6. a diffraction grating structure (1), the grating cycle (d) of described diffraction grating structure comprises at least two grating lines, every grating line is made up of a pair of adjacent post (2) and cutting (3), described diffraction grating structure (1) is characterised in that the size of described post (2) and cutting (3) makes as the effective refractive index n according to the first-harmonic pattern of propagating along described post _EffWhen calculating the phase shift phi of propagating by described optical grating construction that light experienced for each post, the difference in the phase shift of being calculated between the adjacent post equals the predetermined expectation diffraction efficiency of the order of diffraction of the position that overlaps in the position with described post (2) _dNeeded phase section Φ _rTwo points between differ.

7. diffraction grating structure according to claim 6 (1) is characterized in that, described predetermined expectation diffraction efficiency _dFrom λ ₁To λ ₂Wavelength coverage in constant in fact, and the size of described post (2) and cutting (3) is adjusted, so that be created in poor in the constant in fact phase shift phi of being calculated between adjacent post (2) of described wavelength coverage.

8. diffraction grating structure according to claim 7 (1) is characterized in that, described wavelength X ₂It is described wavelength X ₁At least 1.5 times.

9. diffraction grating structure according to claim 8 (1) is characterized in that, described wavelength X ₂It is described wavelength X ₁At least 2 times.

10. diffraction grating structure according to claim 6 (1) is characterized in that, described predetermined expectation diffraction efficiency _dHave non-constant wavelength response, and the size of so described post (2) and cutting (3) makes it in several wavelength X _iThe place produces the needed described phase section Φ of described expectation diffraction efficiency that difference in the phase shift phi calculated equals the position that overlaps in the position with described post (2) _rTwo points between differ.
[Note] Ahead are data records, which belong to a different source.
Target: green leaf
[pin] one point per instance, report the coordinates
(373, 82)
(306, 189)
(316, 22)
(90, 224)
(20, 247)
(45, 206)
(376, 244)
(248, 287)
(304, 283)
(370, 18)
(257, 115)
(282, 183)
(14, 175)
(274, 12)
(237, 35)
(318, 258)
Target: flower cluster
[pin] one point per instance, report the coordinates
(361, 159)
11. diffraction grating structure according to claim 10 (1) is characterized in that, described predetermined expectation diffraction efficiency _dDescribed wavelength response compensate the spectrum (5) of the described light source in the optical system that comprises light source and described diffraction grating structure (1) in fact.

12. each the described diffraction grating structure (1) according to claim 6 to 11 is characterized in that the described grating cycle (d) of described diffraction grating structure (1) comprises at least two different groove depths.
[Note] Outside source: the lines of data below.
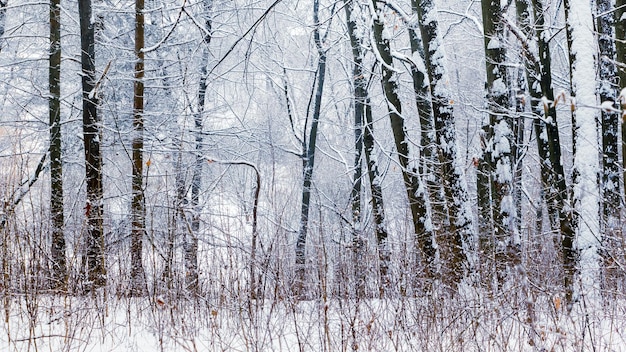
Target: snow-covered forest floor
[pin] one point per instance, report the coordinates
(464, 323)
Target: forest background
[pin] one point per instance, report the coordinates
(272, 175)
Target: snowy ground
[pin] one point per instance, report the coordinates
(47, 323)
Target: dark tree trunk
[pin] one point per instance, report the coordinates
(191, 244)
(59, 270)
(3, 13)
(497, 154)
(608, 79)
(579, 246)
(96, 270)
(460, 239)
(429, 163)
(416, 193)
(309, 159)
(137, 275)
(360, 97)
(620, 48)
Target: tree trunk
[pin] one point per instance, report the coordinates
(93, 158)
(579, 23)
(498, 141)
(59, 270)
(360, 97)
(429, 165)
(3, 12)
(309, 159)
(416, 191)
(462, 235)
(620, 48)
(137, 275)
(191, 244)
(378, 205)
(608, 79)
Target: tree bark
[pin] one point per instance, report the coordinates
(416, 190)
(360, 97)
(620, 48)
(309, 159)
(3, 13)
(429, 165)
(497, 153)
(59, 269)
(461, 236)
(608, 86)
(137, 275)
(96, 270)
(580, 252)
(191, 244)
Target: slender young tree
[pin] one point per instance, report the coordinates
(498, 132)
(3, 13)
(96, 269)
(364, 146)
(607, 91)
(308, 160)
(378, 205)
(416, 191)
(620, 49)
(59, 271)
(431, 173)
(586, 197)
(462, 235)
(137, 275)
(360, 96)
(191, 243)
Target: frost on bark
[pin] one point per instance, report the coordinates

13. each the described diffraction grating structure (1) according to claim 6 to 11 is characterized in that the described grating cycle (d) of described diffraction grating structure comprises at least three grating lines.

14. each the described diffraction grating structure (1) according to claim 6 to 11 is characterized in that, described diffraction grating structure (1) is the type that tilts.
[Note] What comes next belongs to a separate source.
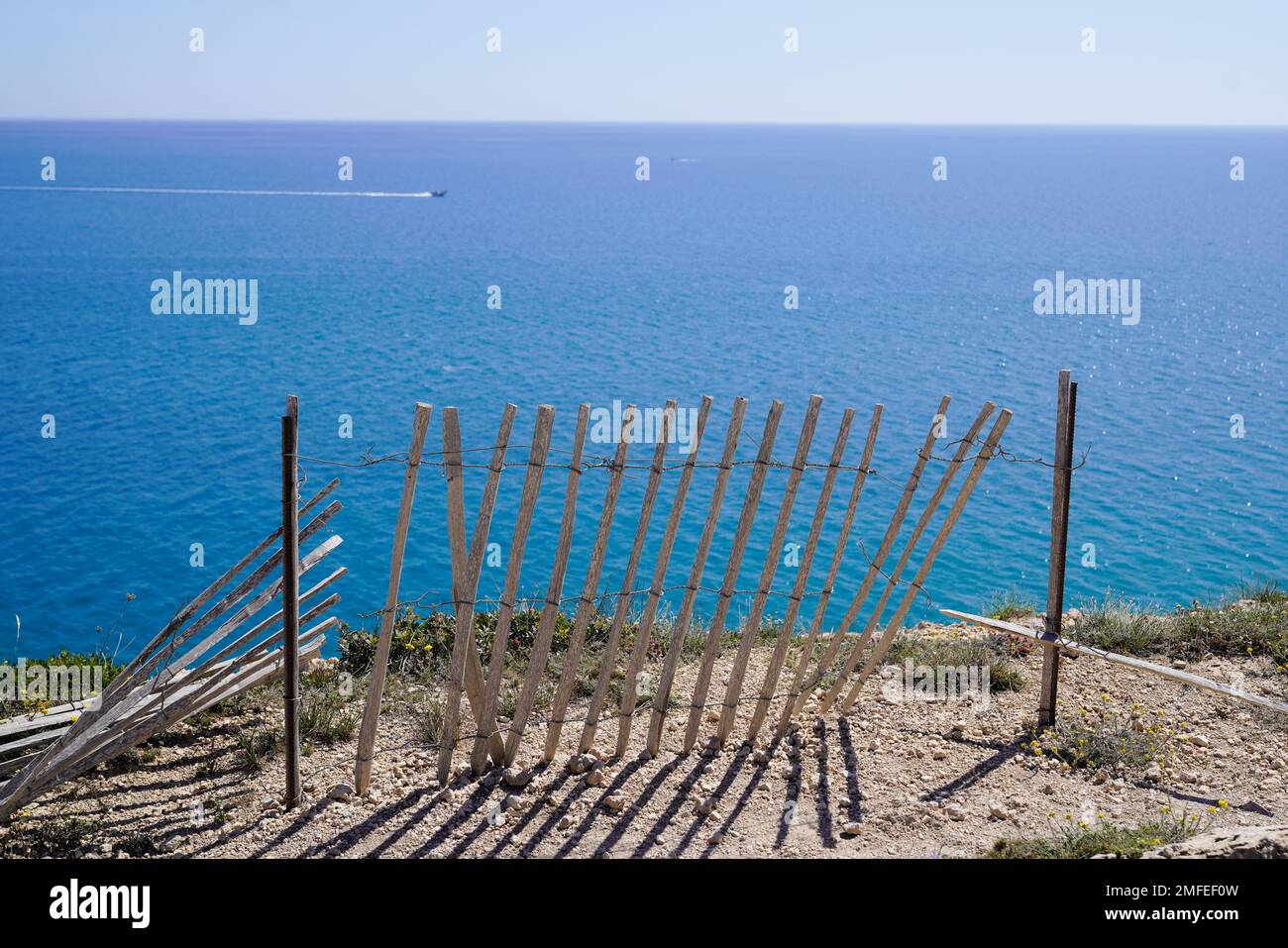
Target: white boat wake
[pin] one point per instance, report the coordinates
(218, 191)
15. diffraction grating structure according to claim 12 (1) is characterized in that, the described grating cycle (d) of described diffraction grating structure comprises at least three grating lines.

16. diffraction grating structure according to claim 12 (1) is characterized in that, described diffraction grating structure (1) is the type that tilts.

17. diffraction grating structure according to claim 13 (1) is characterized in that, described diffraction grating structure (1) is the type that tilts.

18. diffraction grating structure according to claim 15 (1) is characterized in that, described diffraction grating structure (1) is the type that tilts.